Gelet hierop, en in aanmerking nemend dat ook overigens niet is gesteld of gebleken dat appellanten nog belang hebben bij de beoordeling van het hoger beroep, dient het hoger beroep niet-ontvankelijk te worden verklaard wegens het ontbreken van procesbelang.

2.2. Gelet op het vorenoverwogene komt de Afdeling niet toe aan de vraag of de rechtbank terecht en op goede gronden heeft geoordeeld dat de Staatssecretaris het bezwaar van het dagelijks bestuur tegen het besluit van 21 augustus 1998 terecht niet-ontvankelijk heeft verklaard. Hetgeen overigens ter zitting aan de orde is geweest behoeft geen bespreking meer.

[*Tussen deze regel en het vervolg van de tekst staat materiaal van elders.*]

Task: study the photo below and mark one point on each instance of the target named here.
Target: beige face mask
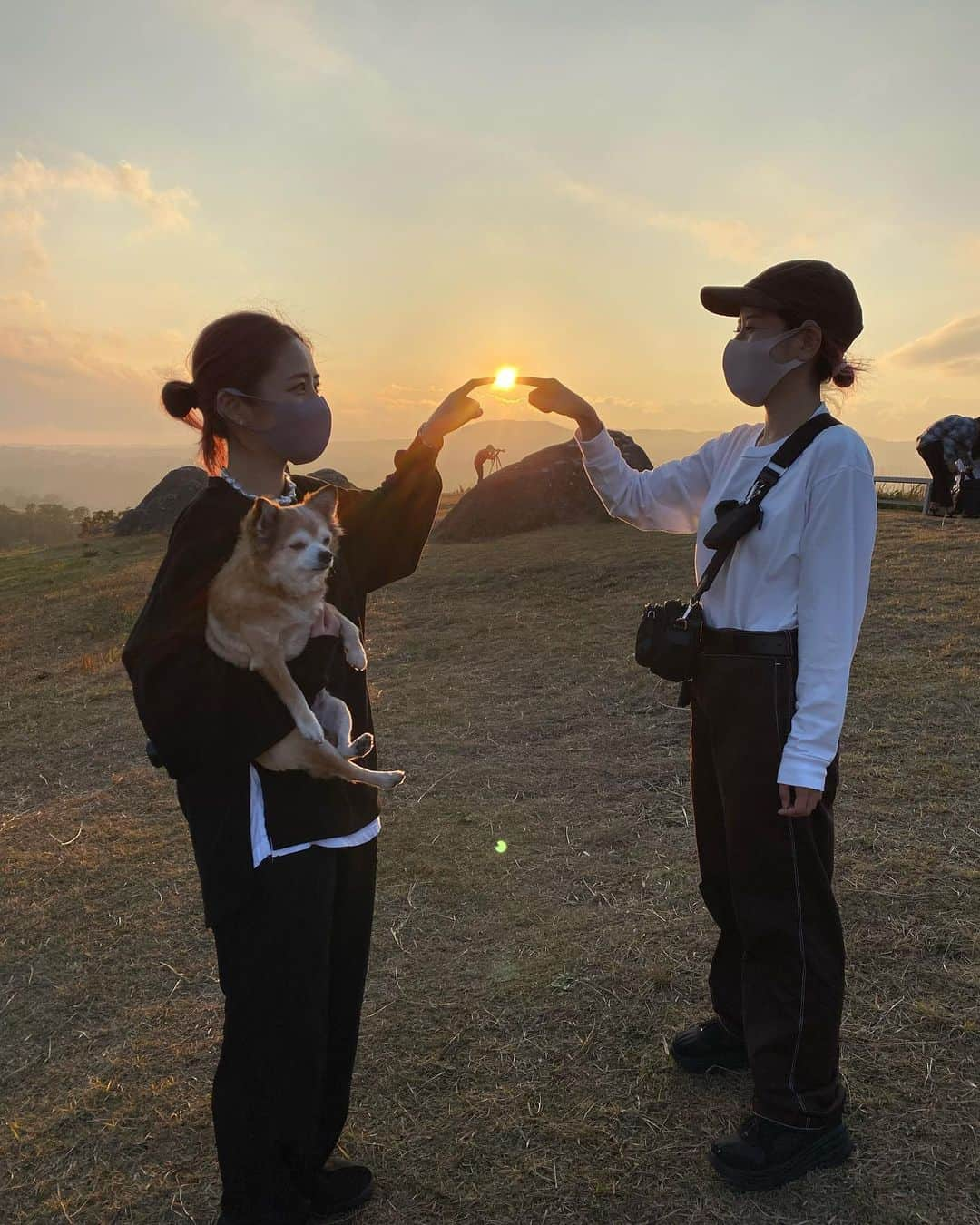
(750, 369)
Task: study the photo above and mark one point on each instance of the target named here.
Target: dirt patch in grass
(514, 1064)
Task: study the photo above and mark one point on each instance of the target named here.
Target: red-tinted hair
(235, 350)
(829, 364)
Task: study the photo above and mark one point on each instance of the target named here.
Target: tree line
(42, 524)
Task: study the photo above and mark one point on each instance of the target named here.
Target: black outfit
(777, 976)
(934, 456)
(291, 936)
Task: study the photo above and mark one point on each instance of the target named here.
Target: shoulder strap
(776, 467)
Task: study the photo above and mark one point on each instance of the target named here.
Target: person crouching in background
(947, 447)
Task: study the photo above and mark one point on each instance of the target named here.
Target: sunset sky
(431, 190)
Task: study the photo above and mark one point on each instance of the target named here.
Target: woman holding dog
(287, 863)
(767, 700)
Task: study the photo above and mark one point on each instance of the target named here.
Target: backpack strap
(770, 475)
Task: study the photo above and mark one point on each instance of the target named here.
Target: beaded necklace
(286, 499)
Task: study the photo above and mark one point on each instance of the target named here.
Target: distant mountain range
(115, 479)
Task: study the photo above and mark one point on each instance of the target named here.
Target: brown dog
(261, 608)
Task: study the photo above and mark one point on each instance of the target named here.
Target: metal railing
(925, 482)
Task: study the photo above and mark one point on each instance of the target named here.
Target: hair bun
(179, 398)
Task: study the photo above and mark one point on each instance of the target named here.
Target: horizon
(429, 198)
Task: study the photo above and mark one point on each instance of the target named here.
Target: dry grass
(514, 1063)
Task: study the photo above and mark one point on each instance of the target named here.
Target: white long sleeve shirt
(808, 567)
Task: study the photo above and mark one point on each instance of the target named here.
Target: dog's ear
(262, 521)
(324, 501)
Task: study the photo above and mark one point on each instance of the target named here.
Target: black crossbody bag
(669, 636)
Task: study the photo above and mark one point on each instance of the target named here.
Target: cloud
(953, 348)
(721, 239)
(30, 179)
(282, 28)
(24, 227)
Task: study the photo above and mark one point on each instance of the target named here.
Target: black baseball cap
(799, 288)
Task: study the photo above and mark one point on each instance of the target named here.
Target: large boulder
(162, 505)
(543, 489)
(332, 478)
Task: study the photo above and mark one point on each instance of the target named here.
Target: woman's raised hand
(455, 410)
(550, 396)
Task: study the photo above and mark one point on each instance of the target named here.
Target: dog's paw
(357, 658)
(309, 728)
(361, 746)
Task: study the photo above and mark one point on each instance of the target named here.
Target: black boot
(338, 1190)
(766, 1154)
(708, 1046)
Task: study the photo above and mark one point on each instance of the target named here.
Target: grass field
(514, 1064)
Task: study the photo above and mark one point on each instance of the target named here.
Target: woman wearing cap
(287, 863)
(767, 704)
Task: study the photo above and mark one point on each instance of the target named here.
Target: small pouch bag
(669, 636)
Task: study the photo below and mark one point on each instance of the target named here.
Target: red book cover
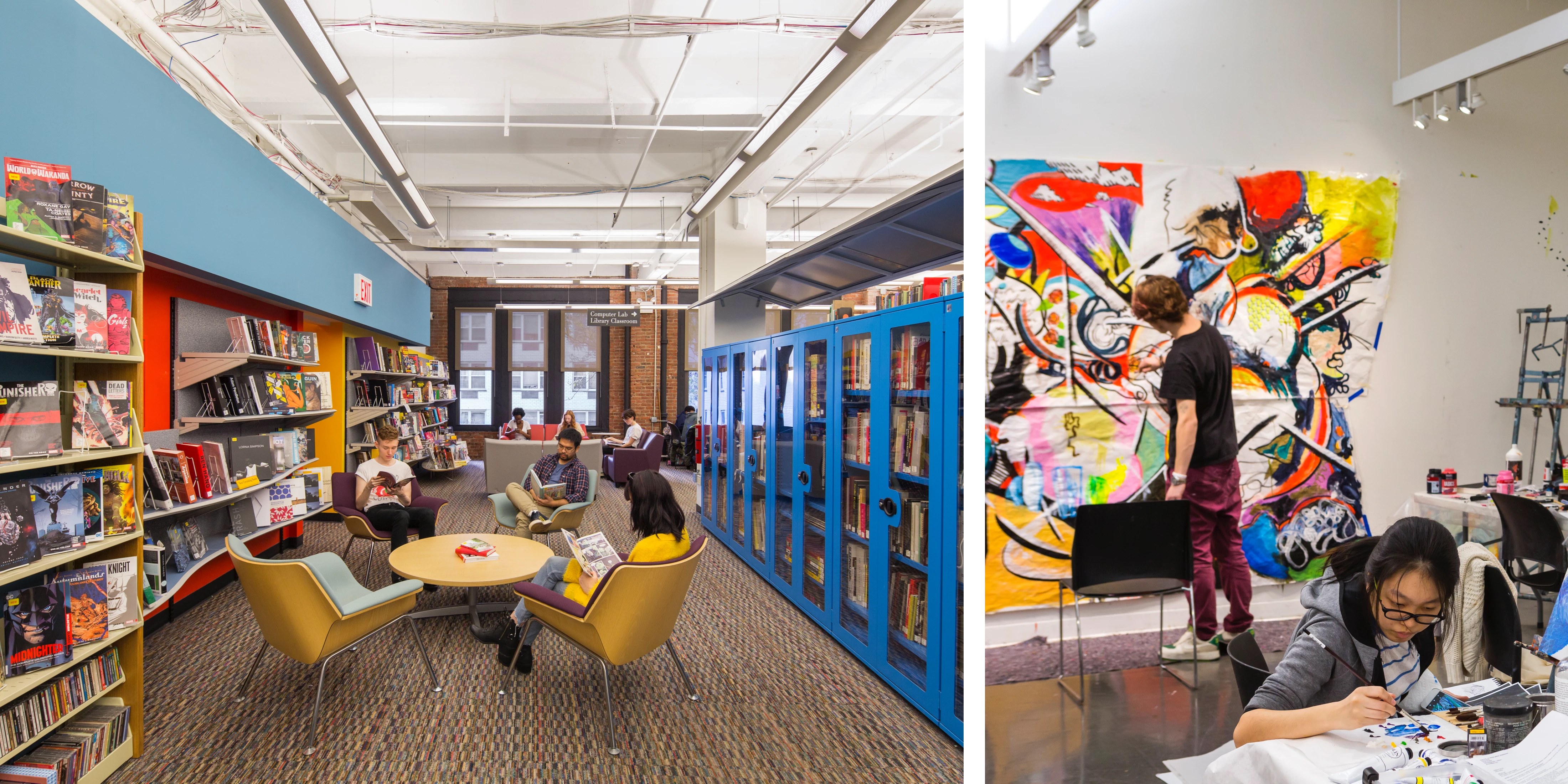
(200, 463)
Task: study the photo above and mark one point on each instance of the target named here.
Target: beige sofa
(507, 461)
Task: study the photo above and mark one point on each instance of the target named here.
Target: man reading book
(386, 495)
(562, 468)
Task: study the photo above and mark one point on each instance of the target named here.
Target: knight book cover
(37, 629)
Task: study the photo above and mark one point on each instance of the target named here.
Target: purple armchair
(358, 524)
(621, 461)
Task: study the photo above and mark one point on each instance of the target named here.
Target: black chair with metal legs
(1133, 550)
(1531, 534)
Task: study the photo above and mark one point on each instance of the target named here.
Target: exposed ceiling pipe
(197, 71)
(883, 115)
(664, 107)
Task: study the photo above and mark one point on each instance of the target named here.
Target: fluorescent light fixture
(355, 99)
(720, 181)
(796, 98)
(869, 18)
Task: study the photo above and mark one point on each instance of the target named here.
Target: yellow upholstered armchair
(631, 614)
(313, 609)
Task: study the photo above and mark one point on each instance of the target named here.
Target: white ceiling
(559, 182)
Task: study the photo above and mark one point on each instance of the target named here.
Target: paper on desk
(1542, 758)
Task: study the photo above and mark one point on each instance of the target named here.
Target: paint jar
(1507, 720)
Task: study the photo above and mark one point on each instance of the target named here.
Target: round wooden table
(435, 561)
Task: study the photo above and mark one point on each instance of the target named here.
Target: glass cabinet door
(814, 514)
(853, 386)
(785, 451)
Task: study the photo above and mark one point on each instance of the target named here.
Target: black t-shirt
(1198, 367)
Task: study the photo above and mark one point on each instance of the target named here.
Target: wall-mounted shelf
(195, 366)
(189, 424)
(60, 255)
(226, 498)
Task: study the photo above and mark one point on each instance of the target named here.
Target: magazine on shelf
(37, 629)
(18, 531)
(123, 590)
(593, 553)
(56, 306)
(38, 198)
(30, 421)
(18, 316)
(120, 226)
(87, 601)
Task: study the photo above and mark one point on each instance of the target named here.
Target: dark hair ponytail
(1412, 543)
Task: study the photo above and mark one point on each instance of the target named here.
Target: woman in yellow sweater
(659, 524)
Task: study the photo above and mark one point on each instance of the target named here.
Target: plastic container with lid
(1507, 720)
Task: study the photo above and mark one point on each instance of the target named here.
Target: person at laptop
(634, 432)
(657, 521)
(561, 468)
(390, 506)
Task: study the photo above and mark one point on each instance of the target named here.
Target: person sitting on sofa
(553, 469)
(516, 429)
(657, 521)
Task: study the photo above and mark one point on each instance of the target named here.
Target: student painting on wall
(1197, 391)
(657, 521)
(1374, 608)
(634, 432)
(553, 469)
(516, 429)
(391, 506)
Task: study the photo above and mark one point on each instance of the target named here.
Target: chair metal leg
(248, 676)
(684, 680)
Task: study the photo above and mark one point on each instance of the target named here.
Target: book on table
(593, 553)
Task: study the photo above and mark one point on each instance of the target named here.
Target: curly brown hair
(1159, 299)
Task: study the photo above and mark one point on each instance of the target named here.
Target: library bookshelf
(832, 466)
(73, 366)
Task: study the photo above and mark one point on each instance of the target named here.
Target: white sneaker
(1189, 648)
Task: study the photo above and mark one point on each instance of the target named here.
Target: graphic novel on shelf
(92, 318)
(56, 306)
(120, 501)
(37, 629)
(120, 226)
(123, 592)
(57, 512)
(18, 532)
(18, 316)
(38, 198)
(87, 601)
(30, 421)
(87, 216)
(120, 322)
(93, 504)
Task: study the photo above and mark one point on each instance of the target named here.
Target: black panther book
(37, 629)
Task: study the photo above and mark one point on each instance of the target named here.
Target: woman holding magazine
(659, 524)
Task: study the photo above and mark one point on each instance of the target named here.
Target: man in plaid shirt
(553, 469)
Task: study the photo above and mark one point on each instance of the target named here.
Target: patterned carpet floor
(782, 702)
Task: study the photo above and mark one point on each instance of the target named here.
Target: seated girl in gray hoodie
(1374, 606)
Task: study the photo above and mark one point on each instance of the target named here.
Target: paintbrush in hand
(1420, 727)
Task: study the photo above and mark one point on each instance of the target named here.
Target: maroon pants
(1216, 496)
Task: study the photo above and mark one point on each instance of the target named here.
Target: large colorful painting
(1293, 267)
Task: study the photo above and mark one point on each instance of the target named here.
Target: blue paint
(212, 201)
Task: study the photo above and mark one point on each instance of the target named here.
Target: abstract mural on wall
(1290, 265)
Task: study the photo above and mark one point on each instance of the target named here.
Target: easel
(1551, 382)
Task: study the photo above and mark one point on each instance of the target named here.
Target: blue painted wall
(211, 200)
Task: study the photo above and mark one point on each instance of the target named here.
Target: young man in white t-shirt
(634, 432)
(388, 504)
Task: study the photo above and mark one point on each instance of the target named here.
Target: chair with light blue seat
(313, 609)
(568, 516)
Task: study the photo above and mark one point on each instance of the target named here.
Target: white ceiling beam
(1492, 56)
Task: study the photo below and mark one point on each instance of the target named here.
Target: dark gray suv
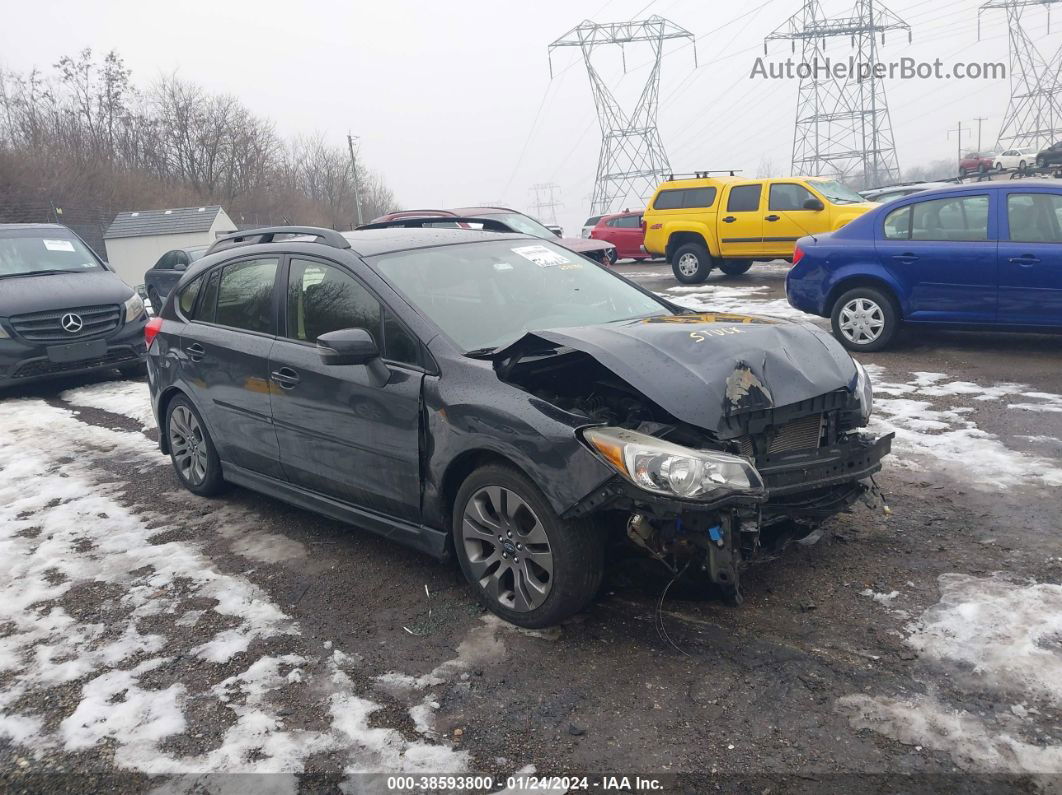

2.3. Voor een proceskostenveroordeling bestaat geen aanleiding.

3. Beslissing

De Afdeling bestuursrechtspraak van de Raad van State

Recht doende in naam der Koningin:

verklaart het hoger beroep niet-ontvankelijk.

Aldus vastgesteld door mr. J.A.M. van Angeren, Voorzitter,
en mr. B. van Wagtendonk en mr. H. Troostwijk, Leden,
in tegenwoordigheid van mr. R.H.L. Dallinga, ambtenaar van Staat.

w.g. Van Angeren w.g. Dallinga
Voorzitter ambtenaar van Staat

Uitgesproken in het openbaar op 23 april 2003

18-413.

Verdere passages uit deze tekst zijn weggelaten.